I was at that show too.

 

Ballet Black danced the mixed programme that I saw at The Linbury on Valentine's day but it was quite a different show. The opening ballet was Kit Holder's To Fetch a Pail of Water. In February it was danced by Jacob Wye and Kanika Carr. I wrote that "this was a sweet story ...... of lost innocence." Well in Nottingham those roles were danced by Damien Johnson and Cira Robinson's who are two of the company's senior artists. They bring gravitas and the darkness to which Holder referred in his programme notes was much easier to notice. This is a text book example of how a change of cast can change a ballet. Now both casts are great and I hope that there will be still be nights when Wye and Carr dance that piece as well as others when we see Johnson and Robinson.

 

Will Tuckett's Depouillement is one of the most beautiful ballets that any company has in its repertoire. In Nottingham it was danced by Alves, Carr, Coracy, Mence, Renfurm and Wye.

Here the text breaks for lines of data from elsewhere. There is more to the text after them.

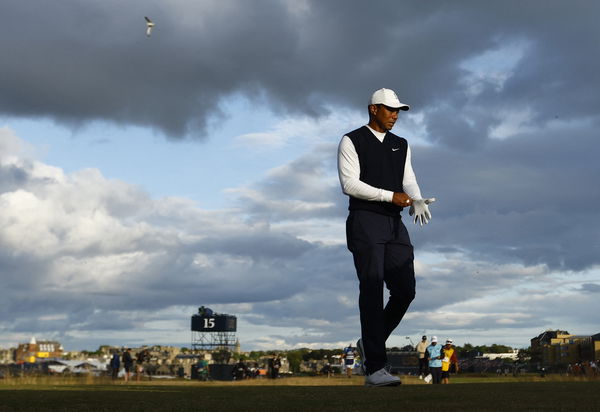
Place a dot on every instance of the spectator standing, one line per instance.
(274, 365)
(421, 348)
(142, 357)
(434, 355)
(449, 359)
(127, 363)
(115, 365)
(349, 355)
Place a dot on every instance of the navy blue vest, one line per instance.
(381, 166)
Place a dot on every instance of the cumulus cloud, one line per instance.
(95, 62)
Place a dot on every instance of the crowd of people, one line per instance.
(128, 362)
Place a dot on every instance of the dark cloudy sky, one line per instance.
(143, 177)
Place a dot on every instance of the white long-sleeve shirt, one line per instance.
(349, 174)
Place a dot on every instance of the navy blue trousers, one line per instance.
(382, 255)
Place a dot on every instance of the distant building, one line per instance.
(557, 347)
(34, 351)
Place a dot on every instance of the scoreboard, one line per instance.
(214, 323)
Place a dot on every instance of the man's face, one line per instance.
(383, 116)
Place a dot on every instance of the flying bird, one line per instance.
(149, 25)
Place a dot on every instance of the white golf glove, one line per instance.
(420, 210)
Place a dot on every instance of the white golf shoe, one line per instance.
(382, 378)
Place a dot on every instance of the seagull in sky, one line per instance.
(149, 25)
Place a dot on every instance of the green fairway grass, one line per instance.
(300, 394)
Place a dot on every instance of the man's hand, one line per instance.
(401, 199)
(420, 210)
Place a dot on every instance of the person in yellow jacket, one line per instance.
(449, 358)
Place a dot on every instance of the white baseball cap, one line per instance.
(388, 97)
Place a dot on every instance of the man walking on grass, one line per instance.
(375, 171)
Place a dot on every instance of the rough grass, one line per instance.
(471, 393)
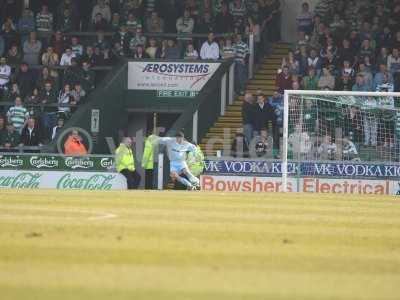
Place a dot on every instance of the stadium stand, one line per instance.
(53, 55)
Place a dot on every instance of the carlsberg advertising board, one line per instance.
(101, 181)
(59, 163)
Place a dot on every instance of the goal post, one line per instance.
(340, 126)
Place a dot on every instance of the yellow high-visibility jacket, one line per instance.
(124, 158)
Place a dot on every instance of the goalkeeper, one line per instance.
(177, 148)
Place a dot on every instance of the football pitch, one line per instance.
(197, 245)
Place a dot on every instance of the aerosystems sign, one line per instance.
(214, 183)
(170, 76)
(101, 181)
(303, 169)
(53, 163)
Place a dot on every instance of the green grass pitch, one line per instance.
(188, 245)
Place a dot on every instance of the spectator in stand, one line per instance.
(32, 48)
(155, 24)
(56, 129)
(14, 56)
(379, 76)
(10, 36)
(394, 61)
(17, 115)
(153, 51)
(78, 93)
(72, 73)
(26, 23)
(386, 85)
(31, 135)
(58, 43)
(265, 119)
(132, 23)
(241, 54)
(92, 56)
(102, 9)
(76, 47)
(48, 96)
(383, 56)
(99, 23)
(224, 22)
(5, 74)
(210, 49)
(305, 19)
(344, 83)
(67, 56)
(10, 137)
(44, 20)
(74, 144)
(292, 63)
(101, 41)
(123, 37)
(326, 80)
(115, 22)
(190, 52)
(227, 50)
(310, 82)
(205, 24)
(283, 80)
(88, 77)
(172, 51)
(2, 125)
(64, 100)
(12, 93)
(360, 85)
(184, 26)
(315, 61)
(50, 58)
(367, 75)
(25, 79)
(137, 40)
(248, 115)
(276, 101)
(66, 22)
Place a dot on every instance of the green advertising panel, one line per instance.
(56, 163)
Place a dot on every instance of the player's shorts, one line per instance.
(177, 166)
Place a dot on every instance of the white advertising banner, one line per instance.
(12, 179)
(306, 185)
(172, 76)
(245, 184)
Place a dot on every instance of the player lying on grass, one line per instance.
(177, 149)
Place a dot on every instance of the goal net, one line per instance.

All of them danced well but my eyes were on Coracy and Renfurm. They were very shrewd hires and they have both blossomed in the company. Coracy was a wonderful Puck in her scout's uniform in Arthur Pita's Dream and Remfurm was an unforgettable Miss Polly. Yesterday they both danced like angels. So did all the others, by the way, but there are sometimes days when individual performers shine and yesterday those two were brilliant.

 

If my eyes were on Renfurm and Coracy in Depouillement they were on Carr in Bruce's Second Coming. With tiny wings protruding from her costume she danced "the angel" - though not one of the heavenly variety who knows how to make Yorkshire pudding  You have to watch Jonathan Watkins Northern Trilogy if you are looking for one of those. Her role is the linchpin of the work. She entered with the hoop through which she made all the initiates pass at the start and end of the ballet. She produced the dagger which the ruler wielded with such menace. One of Carr's strengths is her face which is so expressive. She can convey any emotion though it is mainly charm and wit. She is the company's great character dancer.

 

As in February the highlight of that piece was Johnson's pas de deux with Robinson to Elgar's Cello Concerto. Its beauty brought tears to my eyes then and I had to struggle to hold them back now. Johnson and Robinson are two wonderful dancers.